Der Notarzt war 2008 in knapp 82,6 Prozent der Fälle innerhalb einer Viertelstunde am Einsatzort, im vergangenen Jahr schon in 89 Prozent. Und die Zahlen werden wohl noch besser, da es seit April im Kreis einen vierten Notarztstandort gibt – neben Baiersbronn, Freudenstadt und Horb nun auch in Loßburg. Gegenüber anderen Bereichen hat der Kreis Freudenstadt den Nachteil, dass manche Orte wegen der Topografie nicht schnell erreichbar sind und im Winter die Straßenverhältnisse zügiges Fahren oft nicht erlauben.

Überlegt werde derzeit, so Keller, die Hilfsfrist im Land von 15 auf 18 Minuten zu verlängern. Denn die jetzigen Vorgaben würden nur in drei von 38 Rettungsdienstbereichen in Baden-Württemberg eingehalten. Keller machte auf einen weiteren zeitlichen Faktor in der Rettungskette aufmerksam: Trete ein Notfall ein, beispielsweise ein Herzinfarkt, dauere die Entscheidungsphase durchschnittlich etwa 30 Minuten. In dieser Zeit überlegten die Betroffenen und Personen in ihrem Umfeld, ob der Notarzt gerufen werden solle oder nicht. Wenn diese Entscheidungsphase verkürzt werde, sprich der Notarzt schneller gerufen würde, könnte die Versorgung noch besser werden.

Zugleich jedoch warnte Keller davor, den Notarzt unnötig zu rufen: "Wenn er einen Fehleinsatz hat, dann fehlt er bei einem echten Notfall."

Landrat Klaus Michael Rückert ist beratendes Mitglied im Bereichsausschuss, in dem er auch gerne "mit Herz und kühlem Verstand" mitarbeitet, wie er versicherte. Die Krux des Rettungsdienstgesetzes sei allerdings, dass das Landratsamt zwar Aufsichtsbehörde für den Rettungsdienst sei, aber keine Anordnungsbefugnisse habe.

"Wir sind auf einem guten Weg und haben deutliche Verbesserungen erreicht", kommentierte Rückert die Entwicklung der Hilfsfristen. "Es hat sich unheimlich viel getan", befand auch FDP-Kreisrat Claas Wolff.

Hartmut Keller lobte zwar die Arbeit der von Bärbel Altendorf-Jehle (Frauenliste) angesprochenen ehrenamtlichen Helfer vor Ort des Roten Kreuzes, aber für die Statistik der Hilfsfristen zählten nur die Einsätze der Rettungssanitäter und Notärzte. Die Helfer vor Ort ersetzen den Rettungsdienst nicht, seien jedoch sehr wichtig, hob auch CDU-Kreisrat Armin Jöchle, zugleich Vorsitzender des DRK-Ortsvereins Eutingen, hervor.

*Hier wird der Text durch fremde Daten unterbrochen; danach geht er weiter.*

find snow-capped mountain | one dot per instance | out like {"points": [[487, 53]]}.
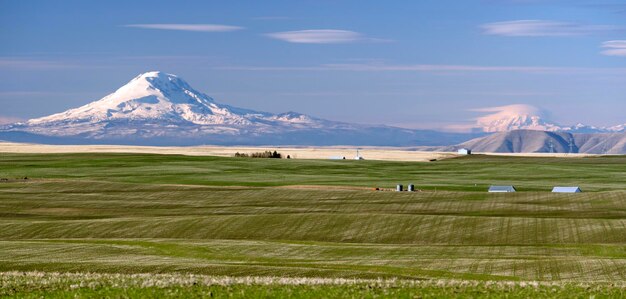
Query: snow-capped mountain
{"points": [[160, 108], [526, 117], [154, 103]]}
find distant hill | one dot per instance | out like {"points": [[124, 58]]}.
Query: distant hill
{"points": [[532, 141]]}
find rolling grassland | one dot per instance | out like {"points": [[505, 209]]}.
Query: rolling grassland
{"points": [[228, 218]]}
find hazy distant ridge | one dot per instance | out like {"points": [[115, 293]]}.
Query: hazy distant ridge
{"points": [[532, 141]]}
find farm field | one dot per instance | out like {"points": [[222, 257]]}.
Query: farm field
{"points": [[123, 214]]}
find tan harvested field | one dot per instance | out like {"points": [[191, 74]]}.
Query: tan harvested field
{"points": [[369, 153]]}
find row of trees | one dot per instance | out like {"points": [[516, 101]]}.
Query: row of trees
{"points": [[265, 154]]}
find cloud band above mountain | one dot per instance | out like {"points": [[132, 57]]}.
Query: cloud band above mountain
{"points": [[519, 28]]}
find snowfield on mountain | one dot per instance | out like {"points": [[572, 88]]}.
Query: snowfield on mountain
{"points": [[157, 108]]}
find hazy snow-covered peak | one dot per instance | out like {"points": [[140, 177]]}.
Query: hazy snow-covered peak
{"points": [[513, 117]]}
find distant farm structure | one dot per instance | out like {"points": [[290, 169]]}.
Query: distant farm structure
{"points": [[503, 189], [464, 151], [358, 156], [573, 189]]}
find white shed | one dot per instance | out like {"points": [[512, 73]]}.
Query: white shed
{"points": [[574, 189], [464, 151]]}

Die kreisübergreifende Kooperation im Rettungsdienst funktioniert gut, versicherte Keller. CDU-Kreisrat Ulrich Krauth regte an, die besonders enge Zusammenarbeit der Landkreise Freudenstadt und Calw im Notarztstandort Altensteig auch auf andere Bereiche zu übertragen.

In besonders abgelegenen Orten wie Schapbach im Wolftal werden nach Angaben Kellers bei Notfällen auch relativ häufig Rettungshubschrauber eingesetzt. Die nächsten Standorte sind Freiburg, Karlsruhe und Leonberg, vermerkte der Vorsitzende des Bereichsausschusses auf Nachfrage von FDP-Kreisrätin Margarete Rebholz. 15 bis 20 Minuten Anflugszeit brauche ein Rettungshubschrauber für Einsätze im Kreis Freudenstadt.